EMD Serono‘s atacicept can effectively reduce disease activity among lupus patients with high disease activity at baseline, according to new data from the Phase 2b ADDRESS II trial.
The study, “Attainment of Low Disease Activity By Patients with Systemic Lupus Erythematosus Starting with High Disease Activity in a 24-Week, Randomized, Placebo-Controlled, Phase IIb Study of Atacicept (ADDRESS II),” was presented during the 2017 ACR/ARHP Annual Meeting in San Diego.
Atacicept is a fusion protein that blocks the activity of the signaling proteins B lymphocyte stimulator (BLyS) and A proliferation-inducing ligand (APRIL). Preclinical studies showed that atacicept could regulate the maturation of immune B-cells and inhibit the production of autoantibodies that trigger lupus.
Results from the Phase 2b ADDRESS II trial (NCT01972568) recently appeared in the journal Arthritis and Rheumatology. Atacicept was found to be safe and well tolerated by lupus patients, while showing potential to regulate autoimmune responses.
The trial enrolled 306 lupus patients who randomly received either 75 mg or 150 mg of atacicept, or a placebo, once a week. After 24 weeks of treatment, 57.8 percent of patients receiving 75 mg atacicept and 53.8 percent of patients receiving 150 mg atacicept had a significant reduction in disease activity from baseline. Of the placebo group, 44 percent saw significant reduction in disease activity. The treatment also reduced the levels of autoantibodies.

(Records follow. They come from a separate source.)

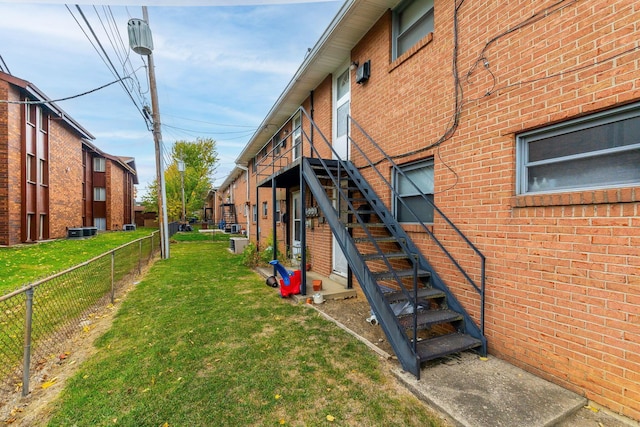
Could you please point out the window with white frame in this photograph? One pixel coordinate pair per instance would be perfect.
(99, 164)
(297, 136)
(99, 194)
(597, 151)
(413, 183)
(412, 20)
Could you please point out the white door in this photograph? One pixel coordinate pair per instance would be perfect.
(296, 224)
(342, 99)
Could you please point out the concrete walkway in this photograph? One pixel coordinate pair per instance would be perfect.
(476, 392)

This latest analysis, focusing only on the 158 patients with high disease activity at baseline, shows that atacicept was also effective in this group.
Results showed that, irrespective of their treatment, 23.4 percent of patients achieved low disease activity, as determined by a Systemic Lupus Erythematosus Disease Activity Index 2000 (SLEDAI-2K) score of 2 or lower. In addition, 12 percent had a SLEDAI-2K score of 2 or lower and required a prednisone dose of 7.5 mg/day or lower. An additional 42.4 percent achieved a SLEDAI-2K of 4 or lower without major organ activity, prednisone dose of 7.5 mg/day or lower, and stable maintenance dose of immunosuppressants. Patients in these three groups were all deemed as having low disease activity.
Interestingly, patients who achieved low disease activity were mostly those with greater responses (SLE responder index-6), and receiving the higher atacicept dose. Patients who received 150 mg of atacicept were three to five times more likely to achieve low disease activity as were patients on placebo.
The findings continue to support the potential of atacicept as a treatment for lupus patients, including those with high disease activity. Nonetheless, additional studies testing atacicept are still needed, researchers said.